En 2009 est sorti « Beats of freedom », un film documentaire qui raconte l’histoire des musiques rock et punk dans la Pologne soviétique. Un internaute a eu l’excellente idée de le mettre en ligne avec des sous-titres anglais (la voix off est en anglais aussi), aussi je le recommande à tous les amateurs d’histoire du rock et à tous les amateurs de communisme.

Mais surtout, je vous recommande le visionnage de deux minutes seulement du film, entre 1:02:30 et 1:04:30. Je vous explique brièvement le contexte pour comprendre de quoi il retourne :

Le pays est complètement verrouillé : magasins vides, misère, police politique omniprésente, répression très violente, médias aux ordres, opinion bâillonnée, vous connaissez le portrait du pays communiste typique. Bien. Nous sommes dans les années 80 en Pologne et ce n’est pas folichon du tout. Les disques de Canned Heat sont interdits au motif qu’ils « font la promotion de l’homosexualité », vous voyez le genre.

Dans ce climat, la contestation frontale ne mène nulle part, sinon au poste ou en prison quand ce n’est pas pire. La jeunesse trouve alors d’autres moyens pour dérouter la gigantesque paranoïa policière du régime : elle invente des manifestations humoristiques ou artistiques, inoffensives bien entendu, ayant pour seul but de prouver l’absurdité totale des motifs d’arrestation qui en résultent, et qui dévoilent bien entendu l’absurdité du système lui-même dans son entier.

Vous voyez où je veux en venir, bande de petits malins. Et vous avez raison.

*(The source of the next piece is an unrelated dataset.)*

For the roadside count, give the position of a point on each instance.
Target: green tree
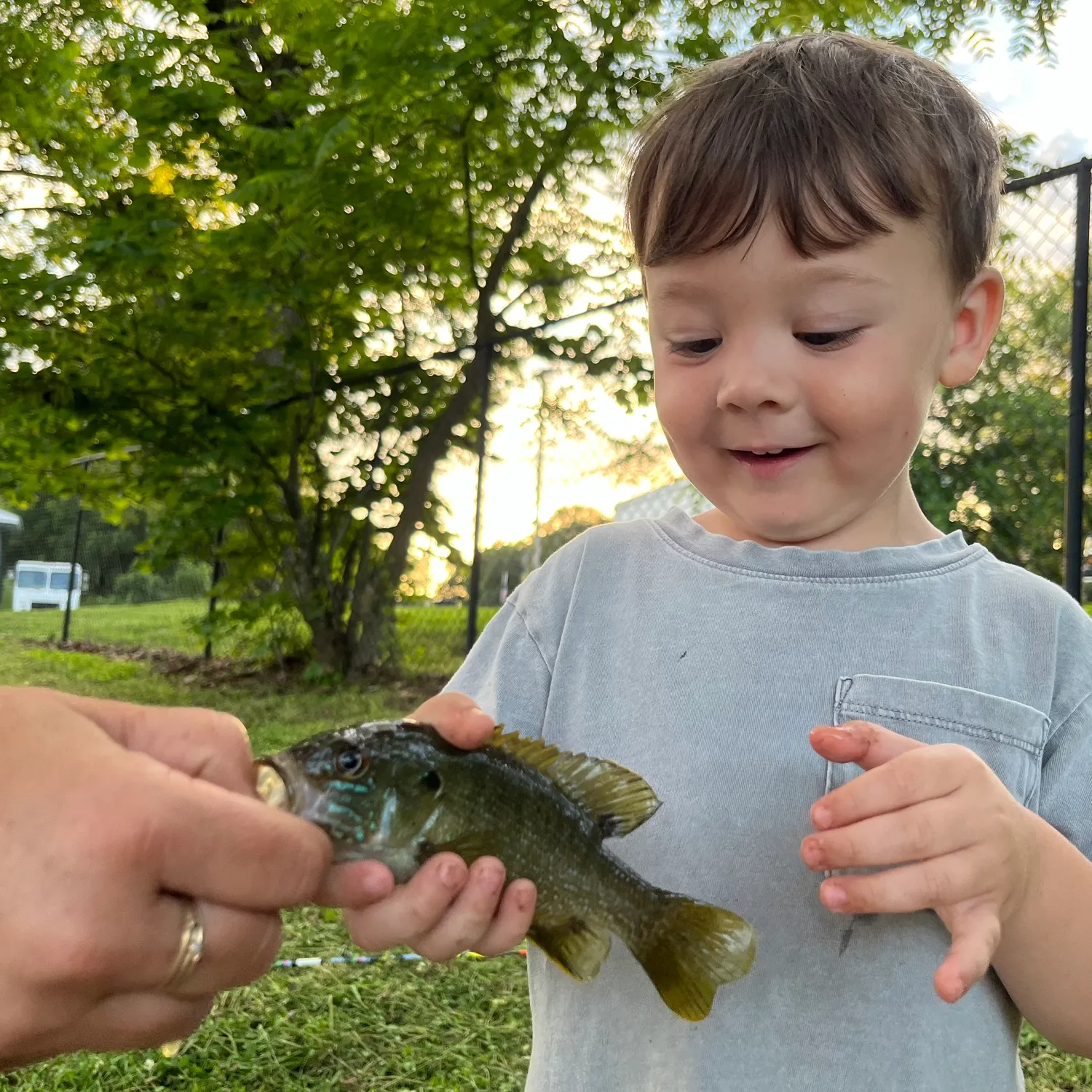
(994, 456)
(284, 246)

Entre les motifs d’arrestation pour « port de sweat-shirt », l’incarcération ahurissante de Nicolas Bernard-Busse, et autres détachements de CRS armés jusqu’aux dents pour déloger les « veilleurs debout » de la place Vendôme et d’ailleurs, il se passe la même chose qu’en URSS.

Je vous laisse regarder ces deux minutes de documentaire. N’oubliez pas d’activer les sous-titres s’ils n’apparaissent pas automatiquement.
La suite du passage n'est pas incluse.